我正在尝试构建一个带有 Deterministic Finite Automaton 实现的 Rust 库。自动机表示为结构体
DFA<'a, A>
,其中通用类型 A
表示自动机正在读取的符号。我希望用户能够以两种不同的方式初始化 DFA
结构:
DFABuilder
API我希望实现不会浪费内存,所以我试图拥有尽可能少的拥有类型,并且我试图从不使用
.clone()
方法。这是由于两种不同的初始化方法而出现问题的地方。
在这种情况下,我可以假设调用代码拥有代表状态(
String
类型)和符号(A
类型)的值,所以我的代码只能引用它(&str
和 &A
,分别)。只要调用代码存在,引用就有效。
在这种情况下,是库中的代码读取文件,并在内部构造
DFA
,也使用DFABuilder
。然而,这里的问题是所有 DFABuilder
方法都期望 references 到通用类型 A
。但是我不能传递引用,因为当文件读取函数结束时,它们引用的值超出了范围。
设计
DFA<'a, A>
和 DFABuilder<'a, A>
结构以及它们中的字段的最佳方法是什么,以便我可以尽可能多地利用引用,同时也能够通过 API 初始化 DFA
结构从一个文件?
我附上了我目前在下面的代码的框架。
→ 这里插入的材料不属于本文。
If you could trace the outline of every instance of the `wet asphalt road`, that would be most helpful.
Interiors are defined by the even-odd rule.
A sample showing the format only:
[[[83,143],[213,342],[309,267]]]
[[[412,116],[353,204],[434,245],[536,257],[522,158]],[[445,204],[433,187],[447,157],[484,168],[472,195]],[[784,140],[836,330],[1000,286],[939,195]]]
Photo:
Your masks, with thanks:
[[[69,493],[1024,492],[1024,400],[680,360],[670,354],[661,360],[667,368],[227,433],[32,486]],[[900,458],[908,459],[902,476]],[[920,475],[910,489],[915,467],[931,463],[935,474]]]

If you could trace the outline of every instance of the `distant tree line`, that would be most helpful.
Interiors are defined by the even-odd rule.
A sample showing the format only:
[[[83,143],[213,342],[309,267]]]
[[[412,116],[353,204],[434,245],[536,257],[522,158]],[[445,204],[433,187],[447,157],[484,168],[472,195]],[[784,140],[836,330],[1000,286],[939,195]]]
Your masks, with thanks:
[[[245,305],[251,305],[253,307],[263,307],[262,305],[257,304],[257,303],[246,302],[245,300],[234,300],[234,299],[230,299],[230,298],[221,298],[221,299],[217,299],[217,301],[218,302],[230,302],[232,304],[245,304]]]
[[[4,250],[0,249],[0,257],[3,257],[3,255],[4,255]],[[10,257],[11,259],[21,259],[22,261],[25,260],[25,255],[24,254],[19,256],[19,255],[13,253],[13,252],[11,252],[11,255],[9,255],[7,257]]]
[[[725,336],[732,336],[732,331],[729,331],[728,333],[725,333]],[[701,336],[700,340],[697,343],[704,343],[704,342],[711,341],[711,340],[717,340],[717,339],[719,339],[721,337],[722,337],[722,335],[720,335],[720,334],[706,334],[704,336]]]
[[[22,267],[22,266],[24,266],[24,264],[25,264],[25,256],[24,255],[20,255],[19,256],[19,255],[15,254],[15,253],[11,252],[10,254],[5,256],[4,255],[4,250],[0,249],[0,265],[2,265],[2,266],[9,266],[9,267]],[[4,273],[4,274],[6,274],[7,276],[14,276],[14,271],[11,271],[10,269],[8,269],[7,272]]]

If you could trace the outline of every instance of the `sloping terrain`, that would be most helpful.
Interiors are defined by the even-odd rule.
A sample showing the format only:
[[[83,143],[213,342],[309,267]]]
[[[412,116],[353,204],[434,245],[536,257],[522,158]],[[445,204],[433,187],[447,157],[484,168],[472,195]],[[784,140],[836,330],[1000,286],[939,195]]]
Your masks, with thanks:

请注意,状态在内部表示为
u32
类型 - 这是因为在构建过程中,我通过枚举状态对状态进行编码,这样我就不必使用 String
s 或 &str
s.
pub struct DFA<'a, A> {
accept_set: HashSet<u32>,
start_state: u32,
current_state: Option<u32>,
transitions: HashMap<(u32, &A), u32>
}
impl<'a, A> DFA {
// Feed a sequence of symbols to the DFA
// Returns whether the sequence is accepted
pub fn feed_sequence(&mut self, &[A]) -> bool {...}
// Feed a single symbol to the DFA
pub fn feed_symbol(&mut self, &A) {...}
}
pub struct DFABuilder<'a, A> {
string2state: HashMap<&'a str, u32>,
states: Vec<u32>,
alphabet: &'a[&'a A],
accept: HashSet<u32>,
start: u32,
transitions: HashMap<(u32, &'a A), u32>
}
impl<'a, A> DFABuilder {
pub fn with_states(mut self, states: &'a[&'a str]) -> DFABuilder<'a, A> {
// compute string2state encoding
// encode states with string2state
// store encoded states in self
}
pub fn with_alphabet(mut self, alphabet: &'a[&'a A]) -> DFABuilder<'a, A> {...}
pub fn with_accept(mut self, states: &'a[&'a str]) -> DFABuilder<'a, A> {
// encode states with string2state
// store encoded accept states in self
}
pub fn with_start(mut self, state: &'a str) -> DFABuilder<'a, A> {
// encode state with string2state
// store encoded start state in self
}
pub fn with_transition(mut self, transition: (&'a str, &'a A, &'a str)) -> DFABuilder<'a, A> {...}
pub fn build(self) -> DFA<'a, A> {...}
}
pub fn from_file<A: FromStr>(path: &str) -> DFA<'a, A> {
// Reads and parses the file into Vec<String> / Vec<A> types,
// and then uses DFABuilder to build a DFA.
//
// PROBLEM:
// This function necessarily owns the underlying `String` and `A` values
// so I can't pass a reference to them into DFABuilder, because they don't
// live long enough.
// I could redefine the DFABuilder API to take in owned values,
// but that means the calling code would lose ownership when
// initializing via an API.
}
供参考,这是定义文件的样子:
# Full state set Q, separated by spaces
s1 s2 s3 s4 s5 s6
# Full alphabet A, separated by spaces
0 1 2 3 4 5 6 7
# Start state
s1
# Acceptable states, separated by spaces
s5 s6
# List of 0 or more transitions in format STATE SYMBOL STATE
s1 0 s2
s1 1 s3
s1 2 s1
s1 7 s6
...
本质上,我的问题是:
设计这样一个库的最佳实践是什么?如何保持库内存轻,同时为客户端提供直观的 API,并启用从文件初始化?